Bibi telah kembali membawa obat yang di belinya tadi. Ia langsung memberikannya pada Rio.


" Bibi sama pak Ari tidur saja." Ucap Rio meminum kopi yang di buatkan oleh bibi.


" Tidak den. Saya akan menemani Aden saja. Siapa tau teman Aden itu mengamuk lagi. Pasti akan sangat repot kalau aden menanganinya sendiri saja." Tolak pak Ari.


" Iya den. Bibi juga tidak akan tidur." Ucap bibi menambahi.


" Lebih baik bibi tidur saja. Tidak baik untuk kesehatan bibi juga." Ucap Rio.


" Iya bi. Benar kata den Rio. Bibi tidur saja. Biar kami yang mudah yang berjaga." Ucap pak Ari.


" Mudah palamu. Usiamu dan den Rio berbeda jauh pe'a." Ucap bibi kesal.


" Cuma beda 10 tahun saja bi. Nah kalau sama bibi, jauhnya banyak bi." Ucap pak Ari meledek.


" Kurang ajar kau Ari. Lihat saja tidak akan ku masakkan makanan untukmu." Ucap bibi kesal.


" Ehhh jangan bibi sayang. Bibi tidak sayang kepadaku. Kata bibi sudah menganggap aku seperti anak sendiri. Masa baru di ledekin sedikit sudah marah sih. Bibi tidak seru. Sana tidur. Nanti bibi kena darah tinggi nanti." Ucap pak Ari.


" Ari awas kau." Ucap bibi pergi dari sana.

__ADS_1


Rio hanya diam saja mendengar perdebatan bibi dan pak Ari yang biasa mereka lihat. Bagi penghuni rumah ini, itu adalah hiburan bagi Mereka.
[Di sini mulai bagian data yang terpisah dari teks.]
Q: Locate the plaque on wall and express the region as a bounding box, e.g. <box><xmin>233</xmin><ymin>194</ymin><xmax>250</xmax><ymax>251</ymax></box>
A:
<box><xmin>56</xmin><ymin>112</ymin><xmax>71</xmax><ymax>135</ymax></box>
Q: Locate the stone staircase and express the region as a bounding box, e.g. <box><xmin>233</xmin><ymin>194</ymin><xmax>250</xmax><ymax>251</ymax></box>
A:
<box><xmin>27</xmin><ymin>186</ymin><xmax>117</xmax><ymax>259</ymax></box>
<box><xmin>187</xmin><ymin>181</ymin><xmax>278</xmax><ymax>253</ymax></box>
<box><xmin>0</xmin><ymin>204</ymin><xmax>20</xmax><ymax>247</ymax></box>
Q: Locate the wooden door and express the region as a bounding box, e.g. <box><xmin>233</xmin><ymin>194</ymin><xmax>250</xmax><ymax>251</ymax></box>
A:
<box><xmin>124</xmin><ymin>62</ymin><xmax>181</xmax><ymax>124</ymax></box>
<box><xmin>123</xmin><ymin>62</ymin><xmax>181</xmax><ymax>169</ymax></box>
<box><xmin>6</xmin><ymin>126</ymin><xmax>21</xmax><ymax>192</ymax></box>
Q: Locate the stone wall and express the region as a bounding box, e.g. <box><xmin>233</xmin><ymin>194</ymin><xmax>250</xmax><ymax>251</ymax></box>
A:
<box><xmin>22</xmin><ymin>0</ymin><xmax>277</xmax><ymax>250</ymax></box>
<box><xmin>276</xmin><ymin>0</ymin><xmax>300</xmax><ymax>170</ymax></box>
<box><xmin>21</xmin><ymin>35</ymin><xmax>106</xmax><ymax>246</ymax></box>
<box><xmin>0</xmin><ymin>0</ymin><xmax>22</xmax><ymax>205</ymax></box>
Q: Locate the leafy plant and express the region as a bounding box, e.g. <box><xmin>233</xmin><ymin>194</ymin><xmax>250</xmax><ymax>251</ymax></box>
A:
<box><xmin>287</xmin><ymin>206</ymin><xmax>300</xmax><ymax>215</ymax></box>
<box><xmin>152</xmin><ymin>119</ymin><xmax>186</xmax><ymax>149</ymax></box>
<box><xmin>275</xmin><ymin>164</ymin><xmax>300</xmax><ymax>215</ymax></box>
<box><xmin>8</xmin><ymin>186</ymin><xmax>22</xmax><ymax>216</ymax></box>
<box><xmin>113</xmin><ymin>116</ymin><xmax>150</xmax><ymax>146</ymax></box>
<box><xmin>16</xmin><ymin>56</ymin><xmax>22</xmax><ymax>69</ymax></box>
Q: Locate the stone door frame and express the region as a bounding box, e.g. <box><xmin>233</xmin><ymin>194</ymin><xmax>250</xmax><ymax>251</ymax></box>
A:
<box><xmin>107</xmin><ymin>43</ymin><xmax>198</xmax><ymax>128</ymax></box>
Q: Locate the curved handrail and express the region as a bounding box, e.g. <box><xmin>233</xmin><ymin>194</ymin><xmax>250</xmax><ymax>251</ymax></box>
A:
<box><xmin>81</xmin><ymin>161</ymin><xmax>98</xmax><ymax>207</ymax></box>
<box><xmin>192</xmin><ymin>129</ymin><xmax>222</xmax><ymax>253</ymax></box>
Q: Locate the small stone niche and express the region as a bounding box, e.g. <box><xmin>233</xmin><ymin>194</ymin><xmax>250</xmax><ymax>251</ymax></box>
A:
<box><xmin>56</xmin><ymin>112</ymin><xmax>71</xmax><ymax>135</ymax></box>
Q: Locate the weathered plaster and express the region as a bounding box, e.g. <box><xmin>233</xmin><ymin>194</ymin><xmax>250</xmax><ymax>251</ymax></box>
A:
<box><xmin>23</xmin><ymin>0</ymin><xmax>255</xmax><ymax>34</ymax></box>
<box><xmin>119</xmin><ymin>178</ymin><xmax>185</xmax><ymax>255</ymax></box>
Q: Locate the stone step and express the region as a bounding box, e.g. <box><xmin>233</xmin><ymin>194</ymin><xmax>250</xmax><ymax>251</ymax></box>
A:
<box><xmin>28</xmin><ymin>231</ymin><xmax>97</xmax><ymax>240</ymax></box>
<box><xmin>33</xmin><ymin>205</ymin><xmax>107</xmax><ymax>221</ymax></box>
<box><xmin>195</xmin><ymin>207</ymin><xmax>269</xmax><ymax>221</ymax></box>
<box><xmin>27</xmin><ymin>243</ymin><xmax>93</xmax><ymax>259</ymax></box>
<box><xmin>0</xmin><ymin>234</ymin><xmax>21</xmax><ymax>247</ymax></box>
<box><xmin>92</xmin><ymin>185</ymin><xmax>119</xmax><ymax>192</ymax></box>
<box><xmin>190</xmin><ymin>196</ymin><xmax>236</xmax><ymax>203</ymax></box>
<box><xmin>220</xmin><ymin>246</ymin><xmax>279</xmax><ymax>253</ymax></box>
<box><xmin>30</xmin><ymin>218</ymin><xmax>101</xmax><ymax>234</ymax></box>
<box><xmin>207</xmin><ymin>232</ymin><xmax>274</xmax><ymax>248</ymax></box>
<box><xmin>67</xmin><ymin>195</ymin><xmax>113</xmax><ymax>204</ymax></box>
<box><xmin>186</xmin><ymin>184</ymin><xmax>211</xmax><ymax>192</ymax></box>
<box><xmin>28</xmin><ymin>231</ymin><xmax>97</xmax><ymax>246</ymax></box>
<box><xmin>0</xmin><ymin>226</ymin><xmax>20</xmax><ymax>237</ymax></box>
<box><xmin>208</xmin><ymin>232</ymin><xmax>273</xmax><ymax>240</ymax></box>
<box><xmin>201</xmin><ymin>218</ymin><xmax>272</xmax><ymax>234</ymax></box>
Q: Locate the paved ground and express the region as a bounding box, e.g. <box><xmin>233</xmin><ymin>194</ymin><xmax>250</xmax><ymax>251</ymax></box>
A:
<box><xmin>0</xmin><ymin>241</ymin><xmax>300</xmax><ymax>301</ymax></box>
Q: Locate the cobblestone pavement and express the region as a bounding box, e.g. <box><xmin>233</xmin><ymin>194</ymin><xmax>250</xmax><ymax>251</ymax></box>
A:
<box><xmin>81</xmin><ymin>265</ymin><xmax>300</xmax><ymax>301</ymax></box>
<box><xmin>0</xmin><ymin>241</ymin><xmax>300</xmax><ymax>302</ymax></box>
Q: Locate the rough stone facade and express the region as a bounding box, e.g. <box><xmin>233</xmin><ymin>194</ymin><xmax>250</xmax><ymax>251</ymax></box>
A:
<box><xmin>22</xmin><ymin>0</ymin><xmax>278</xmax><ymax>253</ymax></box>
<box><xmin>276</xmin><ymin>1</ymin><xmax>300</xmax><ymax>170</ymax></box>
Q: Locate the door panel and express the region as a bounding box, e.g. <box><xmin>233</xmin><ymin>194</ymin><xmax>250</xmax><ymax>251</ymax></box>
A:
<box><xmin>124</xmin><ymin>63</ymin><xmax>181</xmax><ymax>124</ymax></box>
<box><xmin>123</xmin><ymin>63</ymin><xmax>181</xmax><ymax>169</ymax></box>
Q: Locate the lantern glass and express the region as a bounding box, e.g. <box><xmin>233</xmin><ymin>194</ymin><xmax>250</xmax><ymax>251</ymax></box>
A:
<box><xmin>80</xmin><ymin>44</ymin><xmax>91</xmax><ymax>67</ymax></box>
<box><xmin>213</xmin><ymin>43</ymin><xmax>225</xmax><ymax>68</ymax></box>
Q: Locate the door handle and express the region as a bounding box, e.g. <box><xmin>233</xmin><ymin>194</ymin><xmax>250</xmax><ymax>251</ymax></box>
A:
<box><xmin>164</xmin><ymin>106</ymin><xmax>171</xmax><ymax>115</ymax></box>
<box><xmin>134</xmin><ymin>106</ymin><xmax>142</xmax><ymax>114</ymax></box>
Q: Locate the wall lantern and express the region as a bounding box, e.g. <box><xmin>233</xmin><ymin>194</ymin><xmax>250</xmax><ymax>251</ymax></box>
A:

Melati merasa gelisah dan tidak bisa tidur. Bayi di dalam kandungannya juga suka menendang nendang. Melati sampai merasa sakit. Tidak biasa calon anaknya menendang kuat dalam waktu yang lama.


" Kamu kenapa nak. Kamu rindu sama papi ya sayang?" Tanya Melati berbicara dengan calon anaknya di dalam perut.


Perut Melati di tendang kembali dengan sangat kuat.


" Auuuuu. Nak jangan menendang seperti itu sayang. Mami kesakitan." Ucap Melati meringgis.


Ia mengambil hp berusaha menghubungi Daniel tapi tidak tersambung.


" Ya Allah kamu dimana mas. Kenapa hpnya tidak aktif." Risau Melati.


Bayi di dalam kandungannya semakin memberikan tendangan dari kecil hingga kuat. Kadang Melati meringgis.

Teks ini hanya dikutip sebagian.